After two and a half days of living the independence and self-reliance mantra, I got off the Natchez Trace Parkway and went into town. The town was Tupelo, Mississippi, childhood home of Elvis. I wanted to mail off that horrible book I finished and some other stuff, and I needed to visit the grocery for supplies.
I had an excellent lunch of a chicken salad sandwich and a root beer float at Weezie's Deli, which was excellent, and recommended by the nice old lady working at the post office. Weezie's is right next to the Wal-Mart Supercenter, so I stocked up on groceries. I just finished eating my tasty and delicious Cheddarwurst for dinner. I'm sitting next to the fire, on a gorgeous balmy night. It's about 65 degrees outside, and all the stars are out.
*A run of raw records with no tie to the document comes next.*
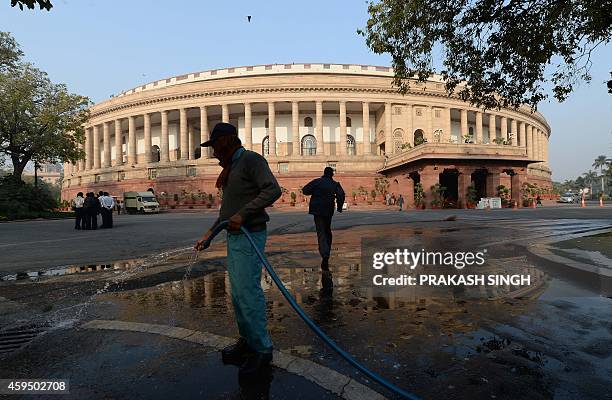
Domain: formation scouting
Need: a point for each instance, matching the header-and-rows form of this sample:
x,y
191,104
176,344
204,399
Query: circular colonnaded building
x,y
302,118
Wal-Mart also solved my flag problem. I broke my bamboo pole back in Nashville. So I stuffed the wind sock in the pannier and continued on. I haven't come across a garden center along the Natchez Trace, go figure, or even some bamboo growning alongside the road. The Wal-Mart garden center had no bamboo poles, but Wal-Mart does sell $7 fishing poles. My new fishing pole is real light, too, and nice and tall.
Today was warm, somewhat windy, with puffy white clouds in a blue sky. I was worried it might rain, but I checked the weather in Tupelo, and the weather is supposed to be perfect for the next week. I couldn't use Allen's cell phone to check the weather because there has been no coverage all day, even in the big city (Tupelo. It does have at least two Wal-Marts you know).
The first grand sight of the day was the Tennessee-Tombigbee Waterway, which is a canal that connects the Tennessee River to the Gulf of Mexico at Mobile via the Tombigbee River. Somebody neglected to inform Congress that canals stopped being cost-effective back in the 1830s, and they built this thing in the 1970s at the cost of billions of dollars. This is a famous boondoggle. I sat at a picnic area snacking on hard salami for 45 minutes and I saw no barges. I saw two motor yachts. That's it.
It's getting flatter out all the time. There is some cotton, but most of the land is used for cattle. There are lots of swamps now.
Today has also featured my favorite mysterious thing, Indian burial mounds. This time there were more helpful signs.
These mounds are 2000 years old. They are burial mounds from the Hopewell culture. The Hopewell culture was centered in southern Ohio, where I grew up. I am very familiar with Hopewell burial mounds. They are old friends. I was glad to come across some in Mississippi.
Now this mound, which is one of a set of five, is 800 years old, and was made by people of the Mississippian culture. These mounds are laid out in a pavilion, and are truncated pyramids. Or were, the signs say. Only this one now looks like a truncated pyramid. The other ones have been pretty much plowed under over the years. Here is a picture of another one of these mounds, as seen from the top of the big mound in the first picture.
Indian mounds are cool. My mom always said not to walk on the mounds, and if you did, the Indian skelton would reach up through the dirt and grab your ankle.